The question came out of the blue.

I was used to mood swings, I lived with an alcoholic, after all, so I wasn't sure why Sophie's question had caught me so off-guard. In the time I was spending with her though, I was starting to realize that Sophie Foster wasn't the type to beat too much around the bush.

Still, I stared at her dumbfounded for a few seconds. I knew precisely why I had never taken a liking to her though. You know when you're just a kid and you walk into your first day of class and for no reason at all you just don't like someone? That's how it started. My dislike towards her grew over the years in the same school though. By high school she had won every award, aced every quiz and exceeded in just about any sport. Meanwhile, all the teachers hated me and I'd gotten my fair share of suspensions. So it was resentment. Jealousy towards her perfect life. Anger to how good she had it in so many ways when I was stuck in my shoebox of a house with an abusive mother and no father.

She didn't have to know that though.

"I don't hate you," I replied instead.

She stared back at me, unsatisfied. "Keefe..."

I turned back towards the television, hoping she'll drop it. The last thing I wanted to do was talk about how miserable my life is.

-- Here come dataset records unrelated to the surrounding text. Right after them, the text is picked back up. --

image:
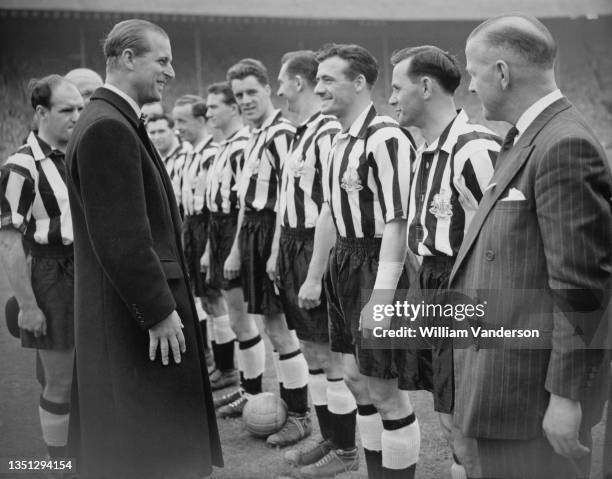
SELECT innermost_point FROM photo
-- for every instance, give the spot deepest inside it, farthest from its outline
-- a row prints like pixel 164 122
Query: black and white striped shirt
pixel 33 194
pixel 174 162
pixel 195 170
pixel 369 175
pixel 466 153
pixel 224 173
pixel 302 180
pixel 264 156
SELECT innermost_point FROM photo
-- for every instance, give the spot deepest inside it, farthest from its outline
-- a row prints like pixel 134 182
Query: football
pixel 264 414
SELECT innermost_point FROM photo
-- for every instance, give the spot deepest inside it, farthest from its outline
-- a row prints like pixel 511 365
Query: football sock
pixel 317 384
pixel 294 381
pixel 251 362
pixel 54 419
pixel 401 442
pixel 223 343
pixel 457 470
pixel 370 427
pixel 343 412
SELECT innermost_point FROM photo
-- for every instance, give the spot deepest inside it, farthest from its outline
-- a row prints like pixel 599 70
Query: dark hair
pixel 169 120
pixel 129 34
pixel 198 105
pixel 303 63
pixel 223 88
pixel 42 89
pixel 537 48
pixel 248 67
pixel 361 61
pixel 428 60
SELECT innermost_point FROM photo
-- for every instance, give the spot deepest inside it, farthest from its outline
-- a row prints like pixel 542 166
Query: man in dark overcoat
pixel 140 414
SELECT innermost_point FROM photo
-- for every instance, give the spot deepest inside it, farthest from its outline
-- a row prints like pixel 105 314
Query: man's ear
pixel 127 57
pixel 427 87
pixel 360 83
pixel 502 70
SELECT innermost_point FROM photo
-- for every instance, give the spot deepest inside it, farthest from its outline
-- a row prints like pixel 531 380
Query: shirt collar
pixel 199 148
pixel 268 121
pixel 244 131
pixel 448 137
pixel 534 110
pixel 125 96
pixel 360 126
pixel 40 149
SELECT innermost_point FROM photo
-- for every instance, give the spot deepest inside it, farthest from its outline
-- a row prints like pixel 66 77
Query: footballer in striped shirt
pixel 302 259
pixel 367 191
pixel 222 201
pixel 189 114
pixel 452 171
pixel 34 207
pixel 252 257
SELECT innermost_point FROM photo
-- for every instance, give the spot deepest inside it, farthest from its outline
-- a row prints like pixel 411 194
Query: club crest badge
pixel 441 206
pixel 350 180
pixel 297 168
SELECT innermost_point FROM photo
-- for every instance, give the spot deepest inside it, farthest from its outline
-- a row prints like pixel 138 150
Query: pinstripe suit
pixel 558 238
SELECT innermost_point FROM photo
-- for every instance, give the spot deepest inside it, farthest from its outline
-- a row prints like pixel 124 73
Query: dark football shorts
pixel 53 285
pixel 195 235
pixel 221 234
pixel 294 255
pixel 435 371
pixel 256 236
pixel 352 269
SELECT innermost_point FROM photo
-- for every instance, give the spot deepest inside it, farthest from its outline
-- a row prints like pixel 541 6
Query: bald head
pixel 85 80
pixel 523 37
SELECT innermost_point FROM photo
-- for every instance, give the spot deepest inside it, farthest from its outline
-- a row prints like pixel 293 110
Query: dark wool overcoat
pixel 132 418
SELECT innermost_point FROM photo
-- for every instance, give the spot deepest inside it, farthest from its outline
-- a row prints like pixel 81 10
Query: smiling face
pixel 219 113
pixel 153 69
pixel 484 80
pixel 288 88
pixel 406 96
pixel 57 122
pixel 253 98
pixel 337 91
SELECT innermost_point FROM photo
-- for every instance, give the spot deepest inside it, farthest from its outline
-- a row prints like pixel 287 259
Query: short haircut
pixel 129 34
pixel 428 60
pixel 537 48
pixel 249 67
pixel 198 105
pixel 223 89
pixel 156 117
pixel 361 61
pixel 303 63
pixel 41 90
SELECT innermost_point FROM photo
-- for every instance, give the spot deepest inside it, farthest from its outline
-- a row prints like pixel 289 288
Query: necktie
pixel 509 140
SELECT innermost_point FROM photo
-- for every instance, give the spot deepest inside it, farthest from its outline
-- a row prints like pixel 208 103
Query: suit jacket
pixel 549 255
pixel 133 417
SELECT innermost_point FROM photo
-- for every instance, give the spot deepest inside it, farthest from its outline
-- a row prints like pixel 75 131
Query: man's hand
pixel 32 319
pixel 271 265
pixel 561 425
pixel 205 261
pixel 167 334
pixel 309 295
pixel 367 321
pixel 231 267
pixel 187 197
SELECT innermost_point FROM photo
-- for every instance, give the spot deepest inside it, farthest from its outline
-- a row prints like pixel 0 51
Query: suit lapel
pixel 509 164
pixel 128 112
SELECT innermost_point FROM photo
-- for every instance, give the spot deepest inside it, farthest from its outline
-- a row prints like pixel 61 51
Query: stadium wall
pixel 204 48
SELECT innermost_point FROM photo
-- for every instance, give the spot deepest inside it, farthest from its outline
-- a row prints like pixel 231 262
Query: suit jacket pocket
pixel 172 269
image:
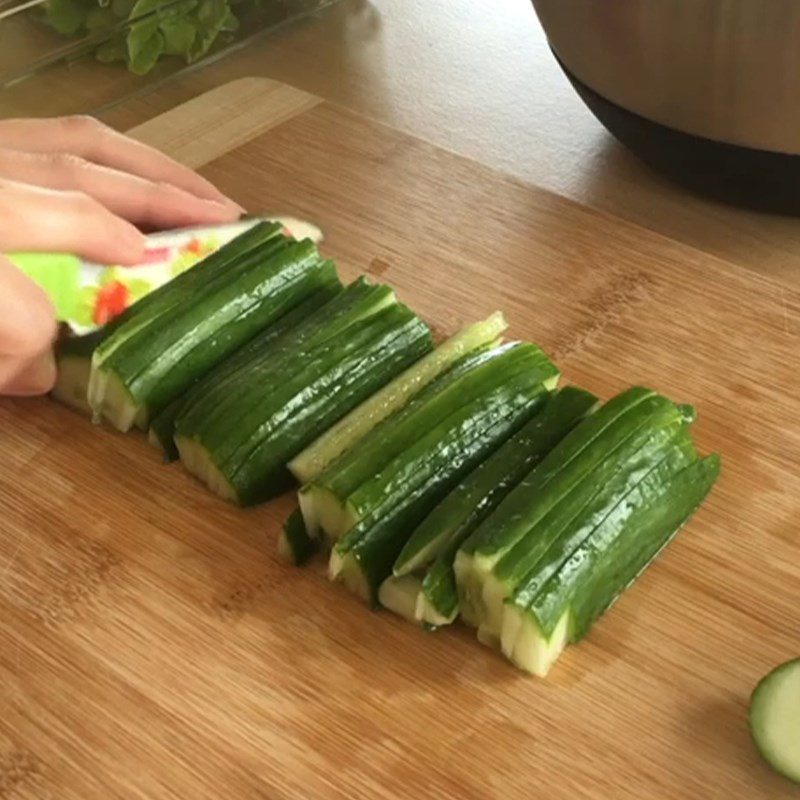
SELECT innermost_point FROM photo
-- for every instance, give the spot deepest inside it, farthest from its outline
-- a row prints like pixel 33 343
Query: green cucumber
pixel 341 437
pixel 137 373
pixel 74 363
pixel 294 543
pixel 386 508
pixel 542 618
pixel 243 388
pixel 775 719
pixel 163 302
pixel 547 488
pixel 276 408
pixel 349 487
pixel 481 491
pixel 540 554
pixel 162 428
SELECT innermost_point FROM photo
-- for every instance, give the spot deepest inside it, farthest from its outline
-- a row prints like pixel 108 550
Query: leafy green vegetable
pixel 66 16
pixel 186 28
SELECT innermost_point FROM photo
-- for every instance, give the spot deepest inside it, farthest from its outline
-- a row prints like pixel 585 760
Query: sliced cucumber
pixel 308 464
pixel 353 485
pixel 240 435
pixel 294 543
pixel 139 369
pixel 162 428
pixel 481 491
pixel 775 719
pixel 74 363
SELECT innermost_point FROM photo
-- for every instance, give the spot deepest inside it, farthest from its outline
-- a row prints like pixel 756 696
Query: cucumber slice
pixel 400 596
pixel 140 368
pixel 239 436
pixel 460 513
pixel 294 544
pixel 74 363
pixel 162 428
pixel 353 485
pixel 308 464
pixel 775 719
pixel 389 506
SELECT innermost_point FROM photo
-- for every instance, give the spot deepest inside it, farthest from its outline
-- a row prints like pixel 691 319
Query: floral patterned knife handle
pixel 87 295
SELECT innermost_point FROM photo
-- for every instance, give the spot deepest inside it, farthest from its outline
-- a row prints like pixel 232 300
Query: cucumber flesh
pixel 460 513
pixel 358 480
pixel 283 404
pixel 158 363
pixel 164 300
pixel 618 551
pixel 545 492
pixel 395 502
pixel 294 544
pixel 400 596
pixel 774 719
pixel 162 428
pixel 308 464
pixel 74 364
pixel 572 520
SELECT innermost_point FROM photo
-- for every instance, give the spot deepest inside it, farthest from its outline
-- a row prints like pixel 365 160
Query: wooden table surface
pixel 152 644
pixel 478 78
pixel 473 77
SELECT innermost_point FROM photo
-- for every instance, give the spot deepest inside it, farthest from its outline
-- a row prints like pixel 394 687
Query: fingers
pixel 139 200
pixel 27 331
pixel 35 377
pixel 70 222
pixel 93 141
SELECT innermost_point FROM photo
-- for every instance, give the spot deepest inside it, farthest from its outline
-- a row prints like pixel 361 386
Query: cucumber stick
pixel 351 485
pixel 294 543
pixel 558 504
pixel 581 527
pixel 160 304
pixel 140 368
pixel 775 719
pixel 432 547
pixel 74 363
pixel 240 435
pixel 162 427
pixel 496 397
pixel 308 464
pixel 481 491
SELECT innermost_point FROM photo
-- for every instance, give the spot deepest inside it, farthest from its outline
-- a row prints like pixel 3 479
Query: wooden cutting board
pixel 152 645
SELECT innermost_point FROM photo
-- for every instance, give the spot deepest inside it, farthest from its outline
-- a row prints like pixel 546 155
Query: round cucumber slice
pixel 775 719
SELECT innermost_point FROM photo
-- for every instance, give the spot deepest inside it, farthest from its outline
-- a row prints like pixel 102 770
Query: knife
pixel 86 295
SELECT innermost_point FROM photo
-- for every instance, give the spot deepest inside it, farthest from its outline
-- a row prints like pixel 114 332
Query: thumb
pixel 27 332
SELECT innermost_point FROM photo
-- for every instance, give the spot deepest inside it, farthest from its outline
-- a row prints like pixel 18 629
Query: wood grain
pixel 207 126
pixel 152 645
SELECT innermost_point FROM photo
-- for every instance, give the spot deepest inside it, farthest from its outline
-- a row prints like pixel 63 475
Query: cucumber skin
pixel 301 545
pixel 700 478
pixel 456 387
pixel 156 366
pixel 563 410
pixel 241 390
pixel 377 539
pixel 163 425
pixel 563 575
pixel 565 527
pixel 180 288
pixel 460 513
pixel 350 382
pixel 754 724
pixel 307 465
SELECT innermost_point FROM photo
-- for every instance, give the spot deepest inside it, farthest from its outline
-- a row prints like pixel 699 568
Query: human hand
pixel 74 185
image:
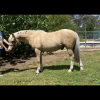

"Do you want to at least tell me what's going on with your mom?" Of course.

"No."

A pause.

"Please?"

I heaved a sigh. If there was any word to describe Sophie, it would be persistent. Determined. I would use annoying. "What do you want to know?"

"Well..." Sophie started. Her voice grew tight again, as she seemed to realize this was none of her business. But she continued, as I knew she would, only having the decency to lower her voice shyly. "Is it... drugs?"

I grabbed hold of the edge of my T-shirt, fidgeting. Twisting it over and over in my hands. "Nope." I laughed a little, but it sounded strange and garbled, even to me. "Alcohol. Drugs are 'to expensive', as she likes to say."

Sophie was quiet for a moment, her breath the only sound in the room. "And your dad?"

"Overdosed when I was two."

I shrugged, playing off my anger and betrayal I felt towards him as indifference. I couldn't even remember why I was telling her this.

Instead of offering the 'I'm so sorry' line though, Sophie stayed quiet. She scooted a few inches closer and leant her cheek on my shoulder. Somehow it felt so much better. I pulled the blanket tighter around the two of us, once again turning my attention to the gruesome scene flashing across the bright screen.

What was the expression everyone always spoke about?

Ah, yes- The calm before the storm.


Sorry for the long wait and the short chapter! Have a super summer!